Rather than letting people who say, 'Yes, I absolutely want to go and work in a regional centre in South Australia. I'd love the South Australian government to put me on their sponsored list and get me into the country. But, equally, once I'm in, I may not fulfil the promise to be in the regional skilled migration scheme that was implicitly made by being sponsored into the country,' come into Australia—perhaps you were sponsored by the South Australia government with an expectation, because you said so when you applied, that you wanted to work in the agricultural sector in the Riverland or in the mining sector in the far north and, instead, at the first opportunity, you went to the magnetic parts of the country like Sydney, Melbourne and South-East Queensland—I still am a strong, firm believer, like so many in the South Australia business community in particular, in looking for a more robust way to bring geography into the skilled migration scheme. This bill, to my understanding, doesn't envisage that. It obviously looks at skills. It looks at the three categories. But we're still not going down the path that I and I think all sides of politics from South Australia and probably other places like Tasmania would like to see us go down, which is that we need to address the challenges that we've got in attracting people coming through the skilled migration program to actually come to our parts of Australia. There is an opportunity to look for reform in that area.
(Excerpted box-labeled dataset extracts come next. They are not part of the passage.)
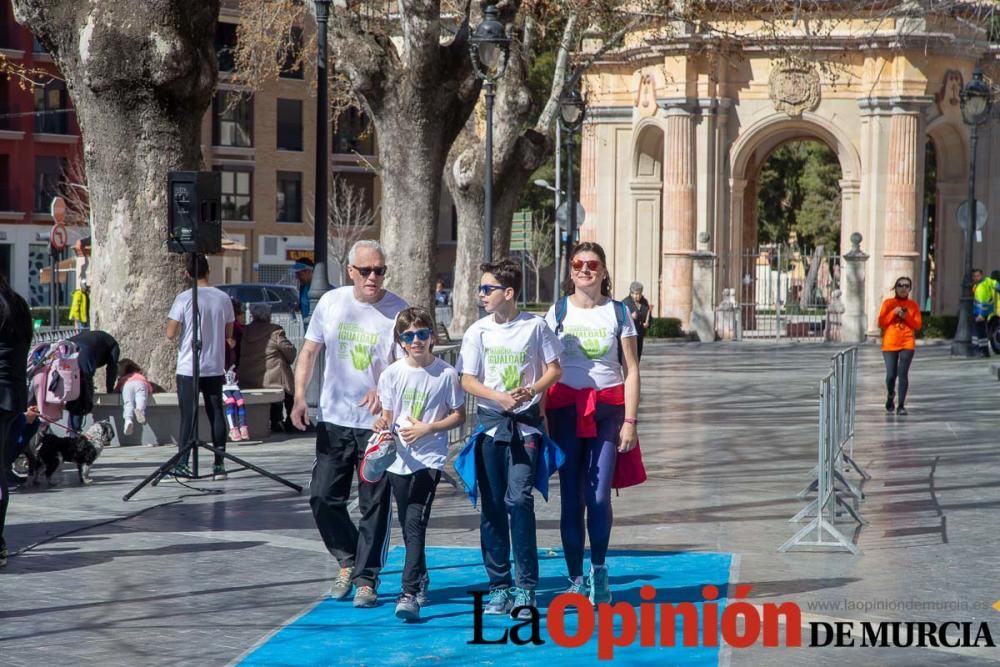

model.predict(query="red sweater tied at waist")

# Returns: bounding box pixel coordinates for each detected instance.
[545,382,625,438]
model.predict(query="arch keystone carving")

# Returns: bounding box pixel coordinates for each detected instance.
[767,65,820,116]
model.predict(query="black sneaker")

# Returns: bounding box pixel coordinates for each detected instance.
[416,573,431,607]
[510,588,538,621]
[483,587,514,616]
[396,593,420,623]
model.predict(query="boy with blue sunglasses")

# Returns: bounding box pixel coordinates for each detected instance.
[374,308,465,621]
[456,258,562,618]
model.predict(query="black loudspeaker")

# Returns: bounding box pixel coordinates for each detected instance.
[167,171,222,255]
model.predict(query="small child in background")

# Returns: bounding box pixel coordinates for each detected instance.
[222,366,250,442]
[115,358,153,435]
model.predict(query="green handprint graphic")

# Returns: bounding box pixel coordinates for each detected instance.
[351,345,372,371]
[500,366,521,391]
[580,338,610,359]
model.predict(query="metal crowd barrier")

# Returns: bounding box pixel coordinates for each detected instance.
[778,347,871,554]
[31,327,80,345]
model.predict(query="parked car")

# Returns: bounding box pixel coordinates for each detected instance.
[218,283,299,313]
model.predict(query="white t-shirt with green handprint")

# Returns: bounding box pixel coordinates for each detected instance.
[378,359,465,475]
[458,312,562,436]
[306,286,407,428]
[545,299,636,390]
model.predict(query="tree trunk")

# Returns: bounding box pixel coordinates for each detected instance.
[378,114,447,312]
[330,0,486,316]
[14,0,219,387]
[445,80,554,333]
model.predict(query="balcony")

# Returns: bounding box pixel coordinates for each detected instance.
[0,102,24,133]
[0,184,23,217]
[35,108,74,134]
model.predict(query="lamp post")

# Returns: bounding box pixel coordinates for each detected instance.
[309,0,330,315]
[559,86,587,274]
[951,66,991,357]
[469,2,510,262]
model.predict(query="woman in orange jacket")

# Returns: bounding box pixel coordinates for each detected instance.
[878,276,922,415]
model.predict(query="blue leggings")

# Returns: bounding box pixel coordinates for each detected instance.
[548,403,625,577]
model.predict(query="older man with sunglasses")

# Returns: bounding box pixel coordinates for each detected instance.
[292,240,408,607]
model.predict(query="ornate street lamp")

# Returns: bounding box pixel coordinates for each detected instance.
[559,86,587,275]
[951,66,992,357]
[469,2,510,262]
[309,0,330,315]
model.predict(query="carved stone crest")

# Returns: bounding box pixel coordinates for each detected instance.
[633,72,656,117]
[768,65,820,116]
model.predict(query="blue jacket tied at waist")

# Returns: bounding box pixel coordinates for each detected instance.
[455,405,566,506]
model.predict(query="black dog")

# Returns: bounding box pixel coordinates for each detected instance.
[25,421,114,486]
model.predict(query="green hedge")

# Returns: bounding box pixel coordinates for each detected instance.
[646,317,684,338]
[917,313,958,338]
[31,306,71,327]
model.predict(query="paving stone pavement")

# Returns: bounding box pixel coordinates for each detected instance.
[0,342,1000,667]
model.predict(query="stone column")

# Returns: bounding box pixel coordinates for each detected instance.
[888,106,924,290]
[841,232,868,343]
[660,106,696,328]
[691,232,715,343]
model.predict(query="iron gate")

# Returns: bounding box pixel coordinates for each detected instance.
[715,245,844,340]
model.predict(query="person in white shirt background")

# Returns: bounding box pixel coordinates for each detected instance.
[291,240,407,607]
[375,308,465,621]
[167,254,235,480]
[545,242,639,604]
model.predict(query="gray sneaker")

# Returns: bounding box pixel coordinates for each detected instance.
[396,593,420,622]
[330,567,354,600]
[483,587,514,616]
[510,588,538,621]
[563,577,587,595]
[354,586,378,609]
[587,565,611,605]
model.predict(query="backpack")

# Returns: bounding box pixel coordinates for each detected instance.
[556,296,629,365]
[45,340,80,405]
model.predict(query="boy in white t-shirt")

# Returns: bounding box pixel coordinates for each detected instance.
[458,258,562,618]
[167,254,236,480]
[374,308,465,621]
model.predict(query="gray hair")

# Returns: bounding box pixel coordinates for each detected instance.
[250,303,271,322]
[347,239,385,264]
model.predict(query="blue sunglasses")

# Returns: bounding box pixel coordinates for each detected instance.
[399,329,433,345]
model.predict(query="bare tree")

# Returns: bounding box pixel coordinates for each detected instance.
[13,0,219,385]
[59,152,90,227]
[329,178,378,279]
[521,213,559,303]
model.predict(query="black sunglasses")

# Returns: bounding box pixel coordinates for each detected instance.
[351,264,389,278]
[399,329,432,345]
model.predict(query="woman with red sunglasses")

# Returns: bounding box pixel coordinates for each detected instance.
[545,242,639,604]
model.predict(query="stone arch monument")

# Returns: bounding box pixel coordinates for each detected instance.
[580,11,1000,334]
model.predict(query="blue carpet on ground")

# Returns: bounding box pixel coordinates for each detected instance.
[240,547,731,667]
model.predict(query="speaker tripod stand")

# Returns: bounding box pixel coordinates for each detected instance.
[122,180,302,501]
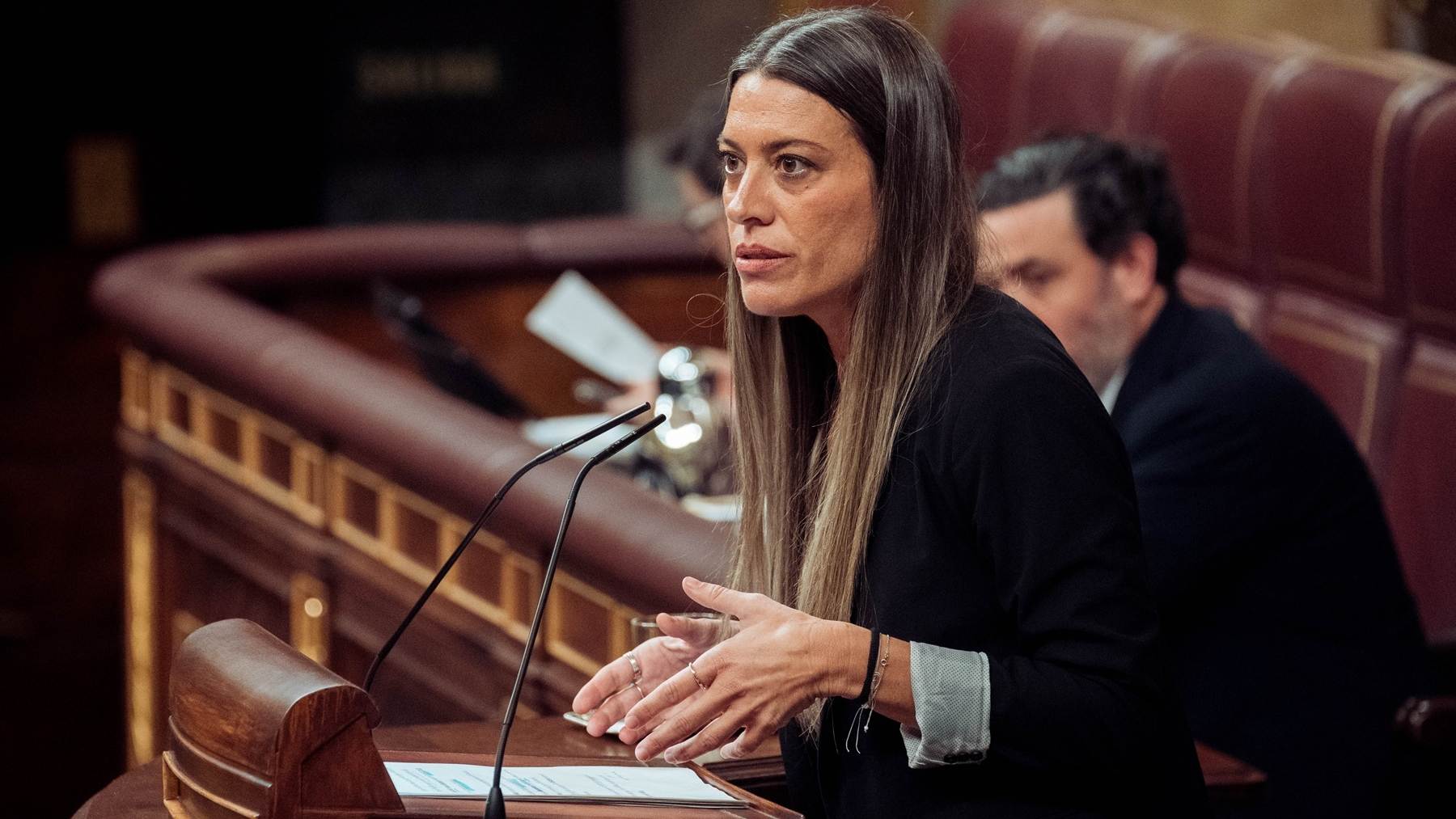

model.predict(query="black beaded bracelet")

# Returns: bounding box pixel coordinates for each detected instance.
[857,628,879,699]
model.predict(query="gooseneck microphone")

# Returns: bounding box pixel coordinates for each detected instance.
[485,410,667,819]
[364,402,655,691]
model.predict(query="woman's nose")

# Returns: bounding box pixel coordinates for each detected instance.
[724,167,773,224]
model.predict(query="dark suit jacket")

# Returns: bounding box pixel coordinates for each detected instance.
[1112,295,1424,819]
[781,288,1207,819]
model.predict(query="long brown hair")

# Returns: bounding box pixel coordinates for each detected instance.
[726,7,976,735]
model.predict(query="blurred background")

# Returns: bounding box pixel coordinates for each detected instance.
[0,0,1456,817]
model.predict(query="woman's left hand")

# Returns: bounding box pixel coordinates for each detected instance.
[620,577,870,764]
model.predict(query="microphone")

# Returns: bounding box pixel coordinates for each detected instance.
[364,402,651,691]
[485,410,667,819]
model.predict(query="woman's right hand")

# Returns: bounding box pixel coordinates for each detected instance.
[571,614,721,736]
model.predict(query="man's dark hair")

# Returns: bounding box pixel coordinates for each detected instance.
[979,134,1188,289]
[664,86,728,193]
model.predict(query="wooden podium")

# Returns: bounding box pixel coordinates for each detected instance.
[154,619,798,819]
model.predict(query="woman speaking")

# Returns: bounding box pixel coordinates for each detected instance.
[574,9,1207,817]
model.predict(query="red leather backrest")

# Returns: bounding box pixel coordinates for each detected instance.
[1143,38,1302,282]
[943,0,1456,640]
[1254,54,1441,315]
[1385,340,1456,644]
[941,2,1054,173]
[1263,291,1405,480]
[1399,89,1456,340]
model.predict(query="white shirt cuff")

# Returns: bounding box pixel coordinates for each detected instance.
[899,643,992,768]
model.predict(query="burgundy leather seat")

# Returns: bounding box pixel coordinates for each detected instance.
[943,0,1456,736]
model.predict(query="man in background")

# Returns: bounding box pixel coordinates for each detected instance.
[980,135,1424,819]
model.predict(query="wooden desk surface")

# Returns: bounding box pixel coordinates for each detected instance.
[73,717,1265,819]
[73,717,799,819]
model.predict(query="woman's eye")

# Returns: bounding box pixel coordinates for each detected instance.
[779,157,810,176]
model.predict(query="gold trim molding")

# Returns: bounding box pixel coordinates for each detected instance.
[122,356,637,683]
[288,572,332,666]
[121,467,157,765]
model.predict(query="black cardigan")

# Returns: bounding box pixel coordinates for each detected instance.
[781,288,1207,817]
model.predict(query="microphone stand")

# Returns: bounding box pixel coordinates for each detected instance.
[485,410,667,819]
[364,402,651,691]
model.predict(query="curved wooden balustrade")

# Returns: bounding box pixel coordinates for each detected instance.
[93,220,724,761]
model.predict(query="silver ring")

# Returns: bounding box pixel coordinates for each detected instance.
[688,661,708,691]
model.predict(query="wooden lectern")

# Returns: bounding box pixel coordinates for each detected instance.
[162,619,404,819]
[159,619,798,819]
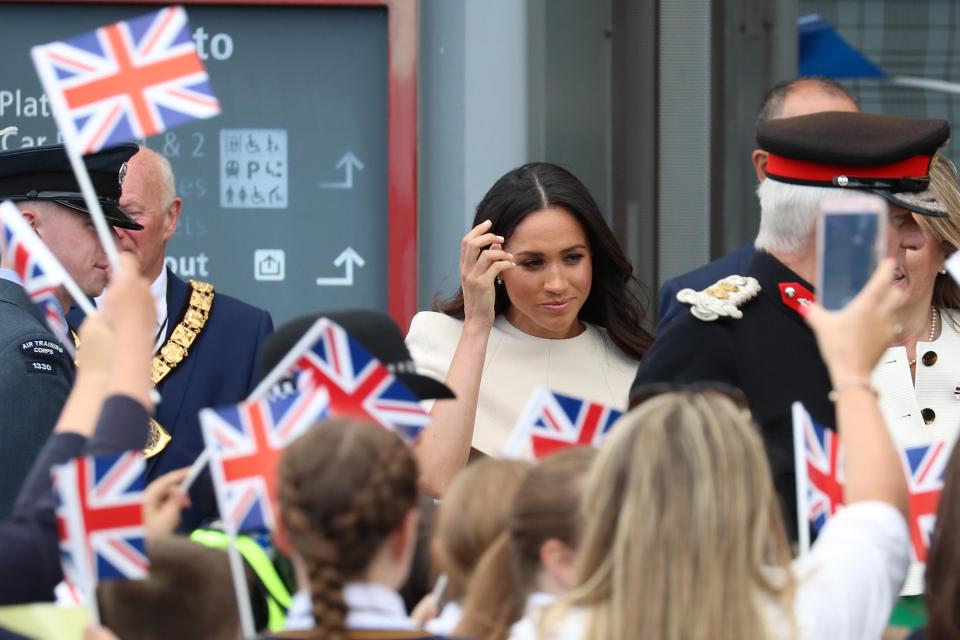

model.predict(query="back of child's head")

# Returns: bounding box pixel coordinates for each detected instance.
[97,536,240,640]
[433,458,530,601]
[456,447,597,639]
[277,418,417,639]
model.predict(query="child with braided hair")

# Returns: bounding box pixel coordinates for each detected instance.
[454,447,597,640]
[266,418,438,640]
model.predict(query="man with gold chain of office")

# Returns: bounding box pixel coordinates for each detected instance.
[68,147,273,530]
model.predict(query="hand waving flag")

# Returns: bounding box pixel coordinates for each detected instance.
[53,451,150,597]
[200,388,329,533]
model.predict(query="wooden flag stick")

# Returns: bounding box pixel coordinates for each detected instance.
[180,448,210,493]
[86,579,100,627]
[227,531,257,640]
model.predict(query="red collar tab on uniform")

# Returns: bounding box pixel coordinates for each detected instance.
[767,153,930,186]
[777,282,817,313]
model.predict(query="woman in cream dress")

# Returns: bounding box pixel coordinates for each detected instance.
[407,163,651,495]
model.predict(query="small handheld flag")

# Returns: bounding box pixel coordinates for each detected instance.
[0,201,93,356]
[250,318,430,442]
[32,7,220,155]
[52,451,150,603]
[200,388,329,533]
[900,441,951,562]
[793,402,844,553]
[505,387,622,460]
[200,388,330,638]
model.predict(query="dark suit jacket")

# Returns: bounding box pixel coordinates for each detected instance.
[655,244,756,335]
[630,251,836,539]
[0,396,147,605]
[68,270,273,531]
[147,271,273,531]
[0,278,73,518]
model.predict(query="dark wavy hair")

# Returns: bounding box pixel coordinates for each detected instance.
[923,446,960,640]
[433,162,653,360]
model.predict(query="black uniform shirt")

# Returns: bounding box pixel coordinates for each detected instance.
[631,251,836,538]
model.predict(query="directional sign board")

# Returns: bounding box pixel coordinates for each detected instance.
[0,3,412,323]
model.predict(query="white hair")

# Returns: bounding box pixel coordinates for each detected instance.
[138,146,177,210]
[753,178,862,253]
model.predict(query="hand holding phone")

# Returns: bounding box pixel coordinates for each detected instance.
[817,195,887,310]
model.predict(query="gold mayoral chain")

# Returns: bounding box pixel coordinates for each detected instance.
[73,280,214,458]
[143,280,214,458]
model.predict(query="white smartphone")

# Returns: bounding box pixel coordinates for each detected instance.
[816,195,888,310]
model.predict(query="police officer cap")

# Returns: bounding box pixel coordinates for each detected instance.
[757,111,950,218]
[0,144,143,230]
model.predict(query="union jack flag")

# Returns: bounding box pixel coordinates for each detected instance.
[0,202,76,357]
[200,388,330,533]
[32,7,220,154]
[901,442,950,563]
[793,407,845,533]
[507,387,622,460]
[265,318,430,442]
[52,451,150,592]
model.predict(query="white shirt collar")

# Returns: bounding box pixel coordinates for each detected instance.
[286,582,417,631]
[94,269,168,353]
[150,269,169,353]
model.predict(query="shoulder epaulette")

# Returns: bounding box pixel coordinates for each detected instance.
[677,276,760,322]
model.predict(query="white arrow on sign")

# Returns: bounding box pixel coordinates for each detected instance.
[320,151,363,189]
[317,247,366,287]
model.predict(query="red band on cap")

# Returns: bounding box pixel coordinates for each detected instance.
[777,282,817,315]
[767,153,930,183]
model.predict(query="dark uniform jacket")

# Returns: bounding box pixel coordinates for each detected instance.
[631,252,836,538]
[0,278,73,518]
[69,270,273,531]
[0,396,147,605]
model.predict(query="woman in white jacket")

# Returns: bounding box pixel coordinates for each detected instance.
[540,260,909,640]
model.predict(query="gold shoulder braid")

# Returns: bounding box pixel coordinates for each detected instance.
[143,280,214,458]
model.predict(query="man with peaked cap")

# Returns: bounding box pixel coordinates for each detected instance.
[656,76,860,334]
[0,145,140,517]
[67,146,273,531]
[630,112,950,536]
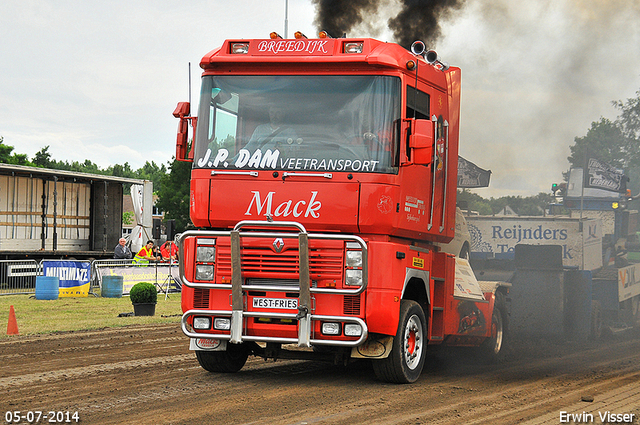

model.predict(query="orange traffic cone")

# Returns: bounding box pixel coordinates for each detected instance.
[7,306,20,335]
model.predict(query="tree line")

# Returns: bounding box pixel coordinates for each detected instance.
[0,90,640,232]
[0,136,191,232]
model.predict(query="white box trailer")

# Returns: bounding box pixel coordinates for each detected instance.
[0,164,153,259]
[467,216,602,270]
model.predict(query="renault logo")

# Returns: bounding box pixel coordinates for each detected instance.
[273,238,284,254]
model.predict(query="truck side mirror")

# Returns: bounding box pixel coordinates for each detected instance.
[173,102,195,162]
[409,118,434,165]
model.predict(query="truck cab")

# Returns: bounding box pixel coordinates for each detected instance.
[174,36,502,382]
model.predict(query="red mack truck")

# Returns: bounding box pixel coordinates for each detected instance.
[174,33,509,383]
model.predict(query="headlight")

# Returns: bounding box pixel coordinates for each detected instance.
[193,317,211,329]
[344,270,362,286]
[322,322,340,335]
[346,251,362,268]
[196,246,216,263]
[213,317,231,331]
[344,323,362,336]
[196,264,213,280]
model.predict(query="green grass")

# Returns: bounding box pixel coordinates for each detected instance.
[0,293,182,338]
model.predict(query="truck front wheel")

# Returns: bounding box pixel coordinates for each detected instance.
[373,300,427,384]
[196,343,249,373]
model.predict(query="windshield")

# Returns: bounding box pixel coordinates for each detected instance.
[194,76,401,173]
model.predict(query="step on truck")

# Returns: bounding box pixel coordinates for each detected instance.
[174,33,508,383]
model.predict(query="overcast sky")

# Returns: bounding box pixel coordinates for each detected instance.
[0,0,640,197]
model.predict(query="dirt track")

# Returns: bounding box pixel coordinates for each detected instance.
[0,325,640,424]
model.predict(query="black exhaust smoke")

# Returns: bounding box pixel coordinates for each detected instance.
[313,0,465,49]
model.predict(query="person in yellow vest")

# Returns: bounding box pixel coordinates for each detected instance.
[133,241,161,265]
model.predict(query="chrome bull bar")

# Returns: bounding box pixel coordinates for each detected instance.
[181,310,369,347]
[178,220,368,347]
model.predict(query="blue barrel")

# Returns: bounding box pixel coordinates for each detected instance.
[100,276,124,298]
[36,276,60,300]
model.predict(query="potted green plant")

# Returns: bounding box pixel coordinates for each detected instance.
[129,282,158,316]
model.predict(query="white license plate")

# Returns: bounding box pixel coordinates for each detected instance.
[253,298,298,310]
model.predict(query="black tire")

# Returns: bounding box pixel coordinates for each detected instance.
[196,342,249,373]
[480,292,509,363]
[373,300,427,384]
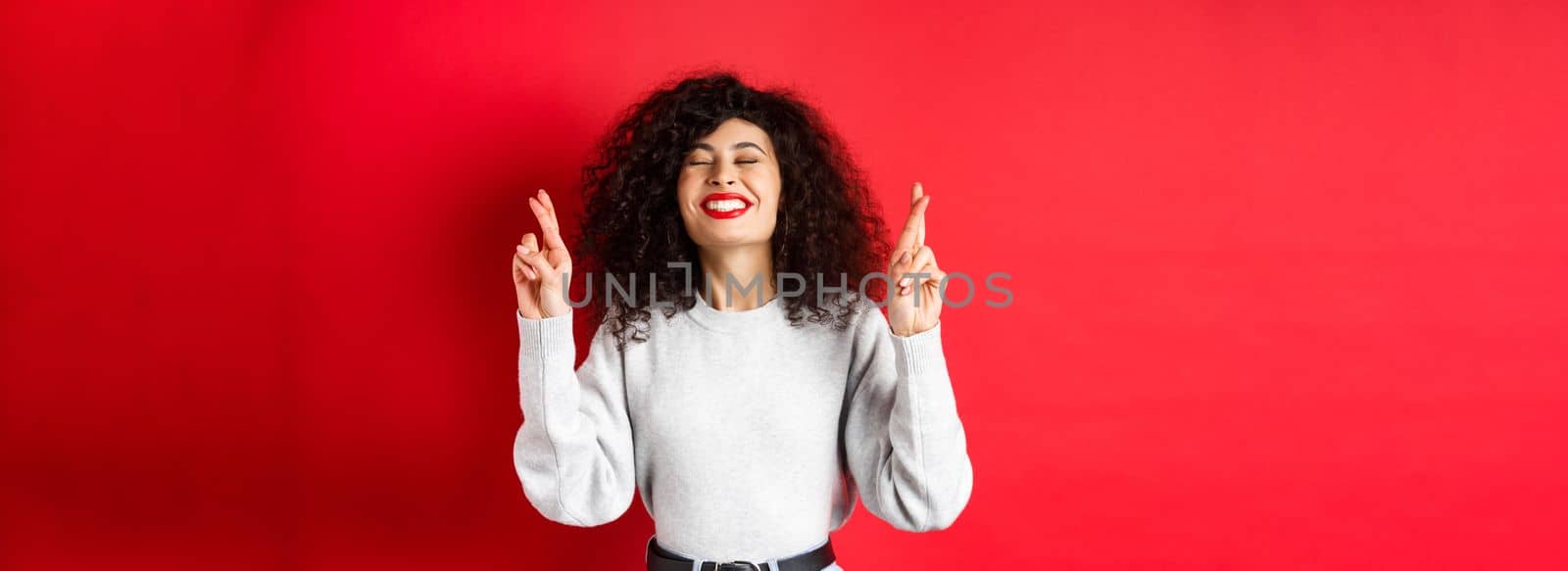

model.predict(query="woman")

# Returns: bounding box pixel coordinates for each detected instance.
[513,73,972,571]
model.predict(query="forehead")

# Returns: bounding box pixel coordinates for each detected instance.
[698,118,773,152]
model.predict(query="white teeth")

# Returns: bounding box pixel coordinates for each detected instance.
[703,198,747,212]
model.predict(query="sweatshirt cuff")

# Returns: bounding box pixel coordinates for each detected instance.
[514,310,577,362]
[888,320,947,378]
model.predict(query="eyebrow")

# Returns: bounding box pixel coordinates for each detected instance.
[693,141,768,156]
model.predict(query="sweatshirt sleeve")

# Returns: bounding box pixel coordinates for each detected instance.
[513,312,637,527]
[844,308,974,532]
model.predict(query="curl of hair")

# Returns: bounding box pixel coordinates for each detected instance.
[577,71,889,349]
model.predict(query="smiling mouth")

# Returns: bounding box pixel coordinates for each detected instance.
[703,193,751,218]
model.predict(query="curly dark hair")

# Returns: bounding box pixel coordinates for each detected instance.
[578,71,891,349]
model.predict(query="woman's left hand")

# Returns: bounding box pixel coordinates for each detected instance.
[888,182,947,337]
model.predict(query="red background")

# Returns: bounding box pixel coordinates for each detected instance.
[0,2,1568,571]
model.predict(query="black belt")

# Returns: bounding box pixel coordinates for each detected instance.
[648,538,834,571]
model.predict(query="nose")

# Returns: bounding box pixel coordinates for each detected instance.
[708,167,735,188]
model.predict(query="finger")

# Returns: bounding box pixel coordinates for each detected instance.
[539,188,566,251]
[522,253,555,289]
[512,245,539,279]
[899,246,936,294]
[894,196,931,251]
[528,196,566,250]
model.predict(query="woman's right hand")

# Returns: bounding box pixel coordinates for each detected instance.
[512,188,572,318]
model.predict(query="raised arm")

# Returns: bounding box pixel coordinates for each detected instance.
[845,182,974,532]
[512,190,637,526]
[513,307,637,527]
[844,308,974,532]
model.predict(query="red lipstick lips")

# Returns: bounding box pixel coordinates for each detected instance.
[700,193,751,218]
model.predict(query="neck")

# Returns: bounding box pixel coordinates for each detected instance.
[698,243,776,310]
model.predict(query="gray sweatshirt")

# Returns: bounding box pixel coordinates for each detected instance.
[513,294,974,561]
We in the coalition are happy to see this bill progress. There's a Senate committee that we want to reflect these submissions through et cetera but we're here to work with the government in constructive ways to address the challenges of the skills crisis, and a more robust framework for the skilled migration scheme will do so.
Ross Vasta (Bonner, Liberal Party) Share this | Link to this | Hansard source
It being 6.30 pm, the debate is interrupted in accordance with standing order 192B. The debate is adjourned, and the resumption of the debate will be made an order of the day for the next sitting. The member for Sturt will have leave to continue speaking when the debate is resumed on a future date.